2. **Classify operation:**
- **Read-only:** Acquire lock, return snapshot (copy)
- **Mutation:** Acquire lock, modify, release
- **Long I/O:** Take snapshot under lock, process without lock
3. **Lock pattern:**
```python
with self._index_lock:
# ONLY dict access + LlamaIndex mutations here
pass
# Expensive I/O outside lock
```
### Anti-Patterns to Avoid
❌ **Don't hold lock during I/O:**
```python
with self._index_lock:
embedding = self.get_text_embedding(text) # BAD: 50ms blocked
```
❌ **Don't return direct references:**
```python
def get_doc_ids(self):
return self._doc_id_to_node_ids.keys() # BAD: caller can corrupt
```
✅ **Do take snapshots:**
```python
with self._index_lock:
return list(self._doc_id_to_node_ids.keys()) # GOOD
```
---
## 12. Open Questions
None.

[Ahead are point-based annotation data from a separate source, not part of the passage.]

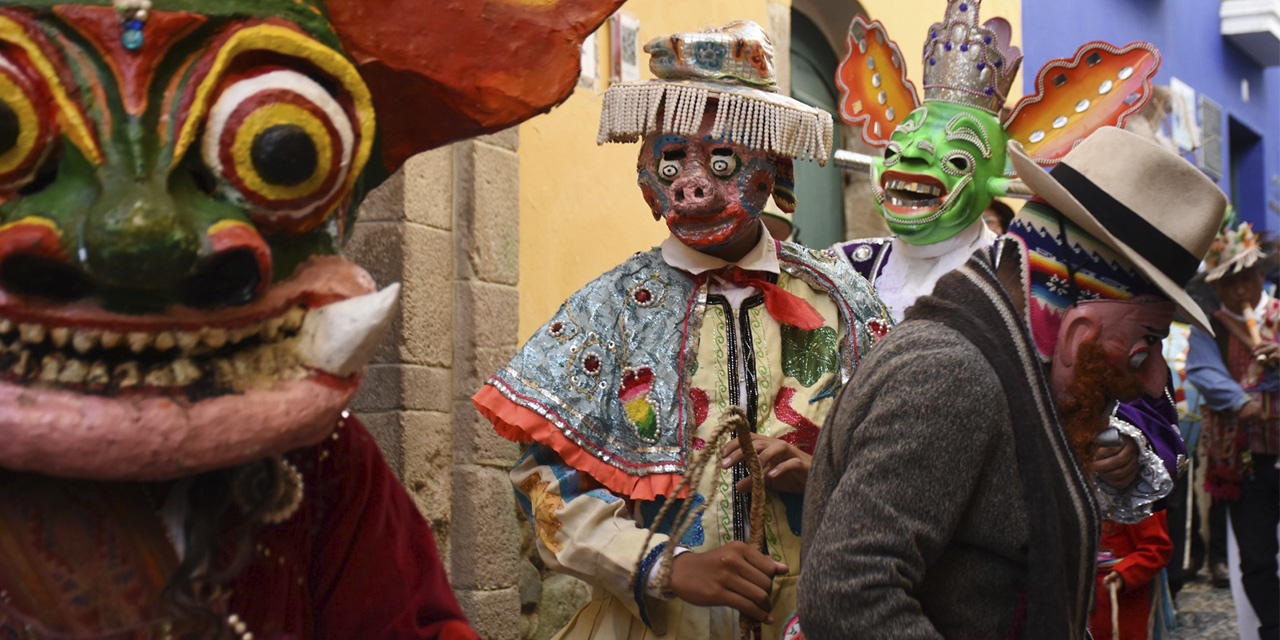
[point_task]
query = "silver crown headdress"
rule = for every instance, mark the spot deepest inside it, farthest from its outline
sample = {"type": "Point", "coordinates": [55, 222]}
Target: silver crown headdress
{"type": "Point", "coordinates": [967, 63]}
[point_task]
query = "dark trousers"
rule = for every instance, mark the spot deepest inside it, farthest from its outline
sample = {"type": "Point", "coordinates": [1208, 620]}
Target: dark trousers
{"type": "Point", "coordinates": [1217, 530]}
{"type": "Point", "coordinates": [1180, 567]}
{"type": "Point", "coordinates": [1253, 521]}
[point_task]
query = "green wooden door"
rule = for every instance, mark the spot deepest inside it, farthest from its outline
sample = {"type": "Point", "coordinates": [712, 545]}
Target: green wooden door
{"type": "Point", "coordinates": [819, 218]}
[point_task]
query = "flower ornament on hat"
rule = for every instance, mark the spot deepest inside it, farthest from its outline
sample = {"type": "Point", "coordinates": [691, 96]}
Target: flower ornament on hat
{"type": "Point", "coordinates": [730, 68]}
{"type": "Point", "coordinates": [945, 159]}
{"type": "Point", "coordinates": [1233, 251]}
{"type": "Point", "coordinates": [1147, 205]}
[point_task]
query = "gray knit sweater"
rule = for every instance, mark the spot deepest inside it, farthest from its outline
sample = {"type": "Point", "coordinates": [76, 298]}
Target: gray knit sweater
{"type": "Point", "coordinates": [914, 521]}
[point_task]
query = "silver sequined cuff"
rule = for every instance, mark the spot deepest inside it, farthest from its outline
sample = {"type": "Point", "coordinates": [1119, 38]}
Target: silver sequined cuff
{"type": "Point", "coordinates": [1136, 502]}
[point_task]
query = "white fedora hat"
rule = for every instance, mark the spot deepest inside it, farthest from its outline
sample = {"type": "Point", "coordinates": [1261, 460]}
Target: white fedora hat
{"type": "Point", "coordinates": [1146, 202]}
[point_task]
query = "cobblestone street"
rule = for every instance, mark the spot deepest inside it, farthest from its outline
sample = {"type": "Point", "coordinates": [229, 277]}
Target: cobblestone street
{"type": "Point", "coordinates": [1205, 613]}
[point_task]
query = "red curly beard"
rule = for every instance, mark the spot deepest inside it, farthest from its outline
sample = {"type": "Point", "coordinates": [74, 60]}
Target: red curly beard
{"type": "Point", "coordinates": [1095, 384]}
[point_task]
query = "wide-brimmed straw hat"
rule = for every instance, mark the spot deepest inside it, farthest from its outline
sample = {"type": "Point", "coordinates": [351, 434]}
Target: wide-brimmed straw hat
{"type": "Point", "coordinates": [732, 67]}
{"type": "Point", "coordinates": [1146, 202]}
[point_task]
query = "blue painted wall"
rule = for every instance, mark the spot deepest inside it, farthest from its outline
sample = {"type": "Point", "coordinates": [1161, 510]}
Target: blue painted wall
{"type": "Point", "coordinates": [1193, 50]}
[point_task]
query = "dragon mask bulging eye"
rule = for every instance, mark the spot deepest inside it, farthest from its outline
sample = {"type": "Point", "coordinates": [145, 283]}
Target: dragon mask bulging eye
{"type": "Point", "coordinates": [282, 146]}
{"type": "Point", "coordinates": [26, 127]}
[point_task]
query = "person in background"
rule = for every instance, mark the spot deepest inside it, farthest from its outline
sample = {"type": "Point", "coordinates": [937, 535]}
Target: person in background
{"type": "Point", "coordinates": [1235, 370]}
{"type": "Point", "coordinates": [622, 389]}
{"type": "Point", "coordinates": [950, 492]}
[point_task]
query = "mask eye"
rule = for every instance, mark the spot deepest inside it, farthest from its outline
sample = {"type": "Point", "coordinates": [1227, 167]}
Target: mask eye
{"type": "Point", "coordinates": [26, 127]}
{"type": "Point", "coordinates": [958, 163]}
{"type": "Point", "coordinates": [282, 146]}
{"type": "Point", "coordinates": [1138, 359]}
{"type": "Point", "coordinates": [670, 165]}
{"type": "Point", "coordinates": [891, 154]}
{"type": "Point", "coordinates": [723, 163]}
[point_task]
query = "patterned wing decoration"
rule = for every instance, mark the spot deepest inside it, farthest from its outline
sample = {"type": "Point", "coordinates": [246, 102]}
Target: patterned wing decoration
{"type": "Point", "coordinates": [873, 87]}
{"type": "Point", "coordinates": [1100, 87]}
{"type": "Point", "coordinates": [443, 71]}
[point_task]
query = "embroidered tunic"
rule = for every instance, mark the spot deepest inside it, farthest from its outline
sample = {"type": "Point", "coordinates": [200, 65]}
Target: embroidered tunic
{"type": "Point", "coordinates": [630, 379]}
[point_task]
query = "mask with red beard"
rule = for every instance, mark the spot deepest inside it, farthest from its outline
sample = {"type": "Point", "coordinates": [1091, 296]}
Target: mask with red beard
{"type": "Point", "coordinates": [1106, 351]}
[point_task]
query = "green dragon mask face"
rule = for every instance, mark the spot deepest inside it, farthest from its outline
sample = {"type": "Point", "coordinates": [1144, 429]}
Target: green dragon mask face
{"type": "Point", "coordinates": [176, 183]}
{"type": "Point", "coordinates": [940, 170]}
{"type": "Point", "coordinates": [946, 159]}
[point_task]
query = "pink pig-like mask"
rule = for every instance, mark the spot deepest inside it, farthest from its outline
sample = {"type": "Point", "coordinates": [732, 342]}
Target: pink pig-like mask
{"type": "Point", "coordinates": [708, 191]}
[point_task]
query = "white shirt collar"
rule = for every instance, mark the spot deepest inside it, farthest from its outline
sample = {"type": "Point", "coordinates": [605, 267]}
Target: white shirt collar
{"type": "Point", "coordinates": [762, 257]}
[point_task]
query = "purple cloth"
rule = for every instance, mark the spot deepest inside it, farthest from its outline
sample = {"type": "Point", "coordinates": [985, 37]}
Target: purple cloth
{"type": "Point", "coordinates": [1157, 420]}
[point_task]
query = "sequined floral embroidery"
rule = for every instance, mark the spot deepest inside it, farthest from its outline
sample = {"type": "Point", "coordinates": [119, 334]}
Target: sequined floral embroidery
{"type": "Point", "coordinates": [808, 355]}
{"type": "Point", "coordinates": [649, 293]}
{"type": "Point", "coordinates": [803, 434]}
{"type": "Point", "coordinates": [639, 408]}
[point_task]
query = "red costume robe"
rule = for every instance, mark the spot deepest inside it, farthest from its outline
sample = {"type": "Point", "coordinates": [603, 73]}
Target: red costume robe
{"type": "Point", "coordinates": [1144, 549]}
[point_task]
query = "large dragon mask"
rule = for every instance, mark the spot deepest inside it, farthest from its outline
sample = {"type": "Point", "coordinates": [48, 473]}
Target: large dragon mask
{"type": "Point", "coordinates": [177, 178]}
{"type": "Point", "coordinates": [946, 159]}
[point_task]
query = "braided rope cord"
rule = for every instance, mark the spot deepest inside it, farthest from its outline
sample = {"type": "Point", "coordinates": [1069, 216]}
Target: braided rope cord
{"type": "Point", "coordinates": [732, 423]}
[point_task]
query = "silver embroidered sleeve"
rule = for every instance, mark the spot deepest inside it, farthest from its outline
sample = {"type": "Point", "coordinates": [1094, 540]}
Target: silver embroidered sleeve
{"type": "Point", "coordinates": [1136, 502]}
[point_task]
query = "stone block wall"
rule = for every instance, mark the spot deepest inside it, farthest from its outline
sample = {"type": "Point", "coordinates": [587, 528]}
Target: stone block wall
{"type": "Point", "coordinates": [447, 227]}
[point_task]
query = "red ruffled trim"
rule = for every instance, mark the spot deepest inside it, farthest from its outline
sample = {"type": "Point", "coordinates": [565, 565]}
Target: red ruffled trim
{"type": "Point", "coordinates": [524, 425]}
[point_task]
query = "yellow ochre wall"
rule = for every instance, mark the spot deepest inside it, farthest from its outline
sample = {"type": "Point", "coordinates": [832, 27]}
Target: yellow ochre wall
{"type": "Point", "coordinates": [580, 209]}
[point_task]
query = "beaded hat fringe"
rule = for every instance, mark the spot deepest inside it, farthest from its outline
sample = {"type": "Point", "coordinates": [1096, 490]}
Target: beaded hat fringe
{"type": "Point", "coordinates": [796, 131]}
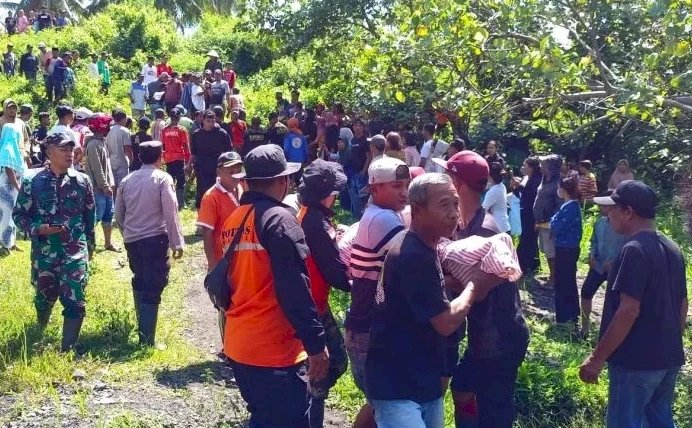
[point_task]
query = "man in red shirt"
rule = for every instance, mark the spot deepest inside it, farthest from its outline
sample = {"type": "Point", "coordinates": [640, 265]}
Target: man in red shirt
{"type": "Point", "coordinates": [229, 74]}
{"type": "Point", "coordinates": [238, 128]}
{"type": "Point", "coordinates": [173, 93]}
{"type": "Point", "coordinates": [164, 67]}
{"type": "Point", "coordinates": [176, 153]}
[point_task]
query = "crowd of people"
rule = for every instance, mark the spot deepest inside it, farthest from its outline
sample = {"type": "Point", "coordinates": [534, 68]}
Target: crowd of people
{"type": "Point", "coordinates": [35, 21]}
{"type": "Point", "coordinates": [428, 264]}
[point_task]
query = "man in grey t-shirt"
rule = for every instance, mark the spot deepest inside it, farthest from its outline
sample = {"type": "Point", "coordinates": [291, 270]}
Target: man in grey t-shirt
{"type": "Point", "coordinates": [119, 145]}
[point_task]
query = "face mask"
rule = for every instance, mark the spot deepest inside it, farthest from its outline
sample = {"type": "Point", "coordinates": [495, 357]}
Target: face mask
{"type": "Point", "coordinates": [286, 185]}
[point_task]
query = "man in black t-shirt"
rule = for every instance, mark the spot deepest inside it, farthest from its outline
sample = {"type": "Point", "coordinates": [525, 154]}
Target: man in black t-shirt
{"type": "Point", "coordinates": [44, 19]}
{"type": "Point", "coordinates": [412, 315]}
{"type": "Point", "coordinates": [10, 23]}
{"type": "Point", "coordinates": [255, 135]}
{"type": "Point", "coordinates": [483, 381]}
{"type": "Point", "coordinates": [207, 144]}
{"type": "Point", "coordinates": [644, 315]}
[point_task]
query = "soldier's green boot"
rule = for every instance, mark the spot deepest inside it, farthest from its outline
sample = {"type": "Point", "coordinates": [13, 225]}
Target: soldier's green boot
{"type": "Point", "coordinates": [148, 315]}
{"type": "Point", "coordinates": [136, 298]}
{"type": "Point", "coordinates": [70, 333]}
{"type": "Point", "coordinates": [43, 315]}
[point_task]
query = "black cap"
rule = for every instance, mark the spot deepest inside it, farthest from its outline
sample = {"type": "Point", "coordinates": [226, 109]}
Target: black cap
{"type": "Point", "coordinates": [151, 144]}
{"type": "Point", "coordinates": [321, 179]}
{"type": "Point", "coordinates": [634, 194]}
{"type": "Point", "coordinates": [267, 161]}
{"type": "Point", "coordinates": [229, 159]}
{"type": "Point", "coordinates": [144, 122]}
{"type": "Point", "coordinates": [58, 139]}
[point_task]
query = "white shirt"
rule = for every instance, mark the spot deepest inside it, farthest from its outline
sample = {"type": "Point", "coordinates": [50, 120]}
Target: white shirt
{"type": "Point", "coordinates": [495, 202]}
{"type": "Point", "coordinates": [429, 152]}
{"type": "Point", "coordinates": [71, 135]}
{"type": "Point", "coordinates": [149, 73]}
{"type": "Point", "coordinates": [198, 97]}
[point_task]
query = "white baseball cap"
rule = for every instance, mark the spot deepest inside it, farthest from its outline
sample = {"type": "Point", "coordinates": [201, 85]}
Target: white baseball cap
{"type": "Point", "coordinates": [387, 169]}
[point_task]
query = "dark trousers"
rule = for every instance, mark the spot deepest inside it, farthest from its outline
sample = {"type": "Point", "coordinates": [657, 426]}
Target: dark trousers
{"type": "Point", "coordinates": [177, 170]}
{"type": "Point", "coordinates": [592, 283]}
{"type": "Point", "coordinates": [566, 295]}
{"type": "Point", "coordinates": [275, 397]}
{"type": "Point", "coordinates": [492, 380]}
{"type": "Point", "coordinates": [149, 264]}
{"type": "Point", "coordinates": [205, 172]}
{"type": "Point", "coordinates": [338, 363]}
{"type": "Point", "coordinates": [48, 79]}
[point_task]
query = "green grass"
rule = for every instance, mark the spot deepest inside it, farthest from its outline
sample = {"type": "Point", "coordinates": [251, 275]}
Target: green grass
{"type": "Point", "coordinates": [549, 393]}
{"type": "Point", "coordinates": [30, 362]}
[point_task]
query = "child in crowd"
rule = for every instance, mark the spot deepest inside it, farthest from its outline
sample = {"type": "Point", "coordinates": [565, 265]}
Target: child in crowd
{"type": "Point", "coordinates": [565, 226]}
{"type": "Point", "coordinates": [605, 247]}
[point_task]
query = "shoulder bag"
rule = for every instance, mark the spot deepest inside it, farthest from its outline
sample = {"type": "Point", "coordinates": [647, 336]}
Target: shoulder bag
{"type": "Point", "coordinates": [216, 282]}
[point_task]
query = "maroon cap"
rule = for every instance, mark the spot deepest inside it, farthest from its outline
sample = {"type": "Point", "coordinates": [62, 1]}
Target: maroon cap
{"type": "Point", "coordinates": [467, 166]}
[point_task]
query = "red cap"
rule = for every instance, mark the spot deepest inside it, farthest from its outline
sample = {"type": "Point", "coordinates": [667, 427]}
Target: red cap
{"type": "Point", "coordinates": [100, 123]}
{"type": "Point", "coordinates": [467, 166]}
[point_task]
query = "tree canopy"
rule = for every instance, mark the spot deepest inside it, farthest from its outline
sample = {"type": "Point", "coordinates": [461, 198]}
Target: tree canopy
{"type": "Point", "coordinates": [599, 79]}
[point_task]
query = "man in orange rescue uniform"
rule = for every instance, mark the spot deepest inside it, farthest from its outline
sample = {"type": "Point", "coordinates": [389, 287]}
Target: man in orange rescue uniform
{"type": "Point", "coordinates": [273, 337]}
{"type": "Point", "coordinates": [218, 203]}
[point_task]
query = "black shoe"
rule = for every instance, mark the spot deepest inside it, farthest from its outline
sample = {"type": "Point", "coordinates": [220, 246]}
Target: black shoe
{"type": "Point", "coordinates": [148, 315]}
{"type": "Point", "coordinates": [70, 333]}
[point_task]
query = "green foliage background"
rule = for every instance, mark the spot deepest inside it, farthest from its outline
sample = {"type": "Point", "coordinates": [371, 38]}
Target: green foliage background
{"type": "Point", "coordinates": [493, 66]}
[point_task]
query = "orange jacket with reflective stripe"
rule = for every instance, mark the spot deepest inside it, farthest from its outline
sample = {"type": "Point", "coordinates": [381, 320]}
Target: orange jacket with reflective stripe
{"type": "Point", "coordinates": [318, 285]}
{"type": "Point", "coordinates": [257, 331]}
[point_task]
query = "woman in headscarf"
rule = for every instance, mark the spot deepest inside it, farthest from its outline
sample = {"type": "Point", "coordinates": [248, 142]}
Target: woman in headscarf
{"type": "Point", "coordinates": [622, 173]}
{"type": "Point", "coordinates": [12, 167]}
{"type": "Point", "coordinates": [526, 189]}
{"type": "Point", "coordinates": [394, 147]}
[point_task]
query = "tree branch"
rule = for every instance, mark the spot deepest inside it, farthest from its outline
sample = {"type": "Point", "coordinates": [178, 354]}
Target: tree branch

Implementation is complete and tested.
---
## Appendix A: Crash Reproduction
Before fix, the following test reliably crashed:
```python
def test_reproduce_shutdown_crash():
vector = VectorIndex()
def add_chunks():
for i in range(100):
vector.add_chunk(create_chunk(i))
time.sleep(0.001)
thread = threading.Thread(target=add_chunks)
thread.start()
time.sleep(0.05) # Let some chunks get added
vector.persist(tmp_path) # CRASH: RuntimeError
thread.join()
```
**Error:**
```
RuntimeError: dictionary changed size during iteration
at dataclasses_json/core.py:448 in _asdict
```
After fix: Test passes reliably (100/100 runs).